Internet-Draft CBOR Serialization May 2025
Lundblade Expires 14 November 2025 [Page]
Workgroup:
CBOR
Internet-Draft:
draft-lundblade-cbor-serialization-00
Published:
Intended Status:
Standards Track
Expires:
Author:
L. Lundblade
Security Theory LLC

CBOR Serialization and Determinism

Abstract

This document updates and clarifies CBOR Serialization and Deterministic Encoding as defined in [RFC8949]. It also provides background explanations that were not included in the original specification.

Status of This Memo

This Internet-Draft is submitted in full conformance with the provisions of BCP 78 and BCP 79.

Internet-Drafts are working documents of the Internet Engineering Task Force (IETF). Note that other groups may also distribute working documents as Internet-Drafts. The list of current Internet-Drafts is at https://datatracker.ietf.org/drafts/current/.

Internet-Drafts are draft documents valid for a maximum of six months and may be updated, replaced, or obsoleted by other documents at any time. It is inappropriate to use Internet-Drafts as reference material or to cite them other than as "work in progress."

This Internet-Draft will expire on 14 November 2025.

Table of Contents

1. Introduction

This document provides a complete definition of both Preferred Serialization and CBOR Deterministic Encoding Requirements (CDER) such that the reader does not need to refer to their definitions in [RFC8949].

The overwhelming purpose of this document is clarity and ease for the CBOR ecosystem on the subject of serialization and determinism. Aside from one small change, this restatement of the requirements doesn’t change anything in [RFC8949]. No new concepts or terminology is introduced.

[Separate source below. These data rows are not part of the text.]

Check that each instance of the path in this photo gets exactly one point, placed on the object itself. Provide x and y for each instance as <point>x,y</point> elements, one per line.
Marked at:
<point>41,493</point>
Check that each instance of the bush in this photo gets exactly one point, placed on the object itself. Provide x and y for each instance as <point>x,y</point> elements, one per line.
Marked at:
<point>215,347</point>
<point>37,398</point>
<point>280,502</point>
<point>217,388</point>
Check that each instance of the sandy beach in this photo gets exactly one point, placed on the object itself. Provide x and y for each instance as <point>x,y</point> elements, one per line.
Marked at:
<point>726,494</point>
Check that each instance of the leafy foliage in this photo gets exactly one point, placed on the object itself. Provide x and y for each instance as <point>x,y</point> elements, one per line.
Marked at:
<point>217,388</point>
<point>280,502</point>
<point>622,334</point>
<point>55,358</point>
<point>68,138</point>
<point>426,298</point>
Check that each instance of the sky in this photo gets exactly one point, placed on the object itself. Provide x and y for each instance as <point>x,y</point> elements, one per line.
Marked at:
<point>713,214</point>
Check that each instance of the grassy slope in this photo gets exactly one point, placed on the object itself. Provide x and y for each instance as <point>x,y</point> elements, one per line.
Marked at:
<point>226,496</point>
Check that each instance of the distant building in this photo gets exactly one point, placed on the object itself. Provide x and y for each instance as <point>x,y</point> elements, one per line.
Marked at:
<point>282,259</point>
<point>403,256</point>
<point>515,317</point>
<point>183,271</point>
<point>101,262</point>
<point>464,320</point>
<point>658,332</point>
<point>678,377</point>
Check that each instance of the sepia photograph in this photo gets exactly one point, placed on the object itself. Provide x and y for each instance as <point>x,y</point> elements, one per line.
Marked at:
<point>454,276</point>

The small change is to Preferred Serialization. The conditional “preference” for deterministic length encoding in Section 4.1 of [RFC8949] is promoted to an unconditional requirement by this document. This change is considered reasonably compatible with the extant CBOR ecosystem. Since the publication of [RFC8949], a period of five years, the CBOR community largely assumed deterministic length encoding was a requirement of Preferred Serialization. It is better to make this minor change than to create a third serialization concept that would compound the complexity and confusion in this part of the CBOR ecosystem.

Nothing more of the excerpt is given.